Application of CT-based radiomics in differentiating primary gastric lymphoma from Borrmann type IV gastric cancer.
10.11817/j.issn.1672-7347.2019.03.005
- Author:
Jiao DENG
1
;
Yixiong TAN
1
;
Qianbiao GU
1
;
Pengfei RONG
1
;
Wei WANG
1
;
Sheng LIU
1
Author Information
1. Department of Radiology, Third Xiangya Hospital, Central South University, Changsha 410013, China.
- Publication Type:Journal Article
- MeSH:
Humans;
Lymphoma, Non-Hodgkin;
Neoplasm Staging;
Retrospective Studies;
Stomach Neoplasms;
Tomography, X-Ray Computed
- From:
Journal of Central South University(Medical Sciences)
2019;44(3):257-263
- CountryChina
- Language:Chinese
-
Abstract:
To explore the feasibility of CT-based image radiomics signature in identification of primary gastric lymphoma and Borrmann type IV gastric cancer.
Methods: A retrospective analysis of 71 patients with primary gastric lymphoma or Borrmann type IV gastric cancer confirmed by pathology in our Hospital from January 2009 to April 2017 was performed. There were 28 patients with primary gastric lymphoma and 43 patients with Borrmann type IV gastric cancer. The feature extraction algorithm based on Matlab 2017a software was used to extract the features of image, and the logistic regression model was used to screen the features to establish radiomics signature. The CT sign diagnosis model was established, which included the periplasmic fat infiltration, softness of the stomach wall, abdominal lymph node and peripheral organ metastasis, ascites, mucosal white line sign and lesion thickness. The classification of the two models was evaluated by receiver operating characteristic curve.

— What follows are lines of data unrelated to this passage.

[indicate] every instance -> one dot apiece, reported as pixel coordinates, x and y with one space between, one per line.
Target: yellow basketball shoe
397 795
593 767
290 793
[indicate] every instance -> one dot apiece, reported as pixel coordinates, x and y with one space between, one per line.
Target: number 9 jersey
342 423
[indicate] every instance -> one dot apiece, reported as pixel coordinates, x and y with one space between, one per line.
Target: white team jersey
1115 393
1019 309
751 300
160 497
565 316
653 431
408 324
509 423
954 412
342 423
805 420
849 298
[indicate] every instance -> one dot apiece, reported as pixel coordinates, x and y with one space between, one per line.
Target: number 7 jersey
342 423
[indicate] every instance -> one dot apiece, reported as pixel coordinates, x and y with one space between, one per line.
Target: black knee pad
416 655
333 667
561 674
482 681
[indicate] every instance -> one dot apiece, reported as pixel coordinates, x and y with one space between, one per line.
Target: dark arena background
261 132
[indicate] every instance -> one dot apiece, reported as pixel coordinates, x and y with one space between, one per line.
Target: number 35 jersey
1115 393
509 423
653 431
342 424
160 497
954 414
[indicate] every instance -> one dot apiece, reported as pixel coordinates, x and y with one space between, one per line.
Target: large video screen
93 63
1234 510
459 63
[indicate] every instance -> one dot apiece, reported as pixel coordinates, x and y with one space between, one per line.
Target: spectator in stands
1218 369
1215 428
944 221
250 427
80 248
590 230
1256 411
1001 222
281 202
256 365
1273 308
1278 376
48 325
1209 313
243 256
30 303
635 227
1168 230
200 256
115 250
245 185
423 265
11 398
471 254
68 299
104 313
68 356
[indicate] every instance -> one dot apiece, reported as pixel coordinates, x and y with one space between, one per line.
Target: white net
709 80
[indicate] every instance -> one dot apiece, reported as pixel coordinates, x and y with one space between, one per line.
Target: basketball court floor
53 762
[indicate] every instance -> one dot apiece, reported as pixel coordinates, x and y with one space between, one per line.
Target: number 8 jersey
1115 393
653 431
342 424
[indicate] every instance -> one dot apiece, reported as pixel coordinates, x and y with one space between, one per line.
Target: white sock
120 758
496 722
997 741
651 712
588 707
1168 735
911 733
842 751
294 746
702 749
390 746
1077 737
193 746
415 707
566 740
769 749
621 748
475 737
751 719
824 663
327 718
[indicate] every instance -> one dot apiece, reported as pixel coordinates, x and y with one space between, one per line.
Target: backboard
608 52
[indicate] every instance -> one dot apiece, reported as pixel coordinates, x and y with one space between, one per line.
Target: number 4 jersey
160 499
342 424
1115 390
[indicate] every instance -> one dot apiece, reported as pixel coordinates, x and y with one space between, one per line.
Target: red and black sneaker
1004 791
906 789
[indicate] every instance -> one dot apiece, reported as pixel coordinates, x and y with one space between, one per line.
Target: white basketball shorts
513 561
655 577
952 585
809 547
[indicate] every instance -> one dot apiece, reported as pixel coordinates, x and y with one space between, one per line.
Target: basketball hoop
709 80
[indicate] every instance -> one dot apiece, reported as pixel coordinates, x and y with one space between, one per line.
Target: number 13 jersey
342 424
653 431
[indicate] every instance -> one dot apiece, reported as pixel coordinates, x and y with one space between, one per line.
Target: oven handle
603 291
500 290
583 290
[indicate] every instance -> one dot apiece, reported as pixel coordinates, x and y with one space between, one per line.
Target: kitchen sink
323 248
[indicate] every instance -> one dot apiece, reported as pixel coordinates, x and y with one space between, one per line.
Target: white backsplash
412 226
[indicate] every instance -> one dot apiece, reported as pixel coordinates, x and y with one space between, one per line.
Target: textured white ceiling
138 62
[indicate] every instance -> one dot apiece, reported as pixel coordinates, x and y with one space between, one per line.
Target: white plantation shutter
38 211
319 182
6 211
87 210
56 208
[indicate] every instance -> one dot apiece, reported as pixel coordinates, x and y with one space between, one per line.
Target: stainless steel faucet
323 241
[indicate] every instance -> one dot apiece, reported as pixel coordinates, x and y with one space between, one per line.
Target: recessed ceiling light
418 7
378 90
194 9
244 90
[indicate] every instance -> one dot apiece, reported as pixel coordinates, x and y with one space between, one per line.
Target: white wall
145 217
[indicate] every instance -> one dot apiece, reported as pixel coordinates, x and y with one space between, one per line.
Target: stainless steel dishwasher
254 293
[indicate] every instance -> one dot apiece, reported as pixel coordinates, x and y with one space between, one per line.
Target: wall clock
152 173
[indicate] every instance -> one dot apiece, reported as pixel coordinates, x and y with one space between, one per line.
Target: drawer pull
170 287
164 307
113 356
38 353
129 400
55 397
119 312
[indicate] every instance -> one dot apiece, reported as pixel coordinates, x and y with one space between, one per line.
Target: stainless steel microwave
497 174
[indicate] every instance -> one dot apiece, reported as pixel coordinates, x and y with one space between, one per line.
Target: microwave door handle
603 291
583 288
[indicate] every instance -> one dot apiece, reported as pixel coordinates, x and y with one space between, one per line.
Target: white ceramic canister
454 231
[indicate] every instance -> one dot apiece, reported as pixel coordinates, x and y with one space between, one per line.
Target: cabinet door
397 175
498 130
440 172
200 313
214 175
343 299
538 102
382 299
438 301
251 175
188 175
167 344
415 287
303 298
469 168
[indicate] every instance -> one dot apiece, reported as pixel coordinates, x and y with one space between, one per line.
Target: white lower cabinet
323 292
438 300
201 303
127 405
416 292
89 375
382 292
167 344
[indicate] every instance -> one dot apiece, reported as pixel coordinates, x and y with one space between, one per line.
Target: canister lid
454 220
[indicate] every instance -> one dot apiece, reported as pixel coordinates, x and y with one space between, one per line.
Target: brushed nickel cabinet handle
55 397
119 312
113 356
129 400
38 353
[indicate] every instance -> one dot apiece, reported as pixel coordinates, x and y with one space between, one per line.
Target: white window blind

Results: A total of 32 3D features were extracted from CT image for each patients. Two features were found to be the most important differential diagnosis factors, and the radiomics signature was established. The CT sign diagnosis model consisted of ascites, periplasmic fat infiltration, stomach wall softness and mucosal white line. For the radiomics signature and the CT subjective finding model, the AUCs were 0.964 and 0.867 with the accuracy at 94.4% and 80.2%, the sensitivity at 93.0% and 74.4%, the specificity at 96.4% and 89.3%, respectively. After Delong test, the diagnostic efficacy of the radiomics signature was higher than the CT sign diagnosis model (P<0.001).
Conclusion: CT-based image radiomics signature can accurately identify primary gastric lymphoma and Borrmann type IV gastric cancer, and can potentially provide important assistance in clinical diagnosis for the two diseases.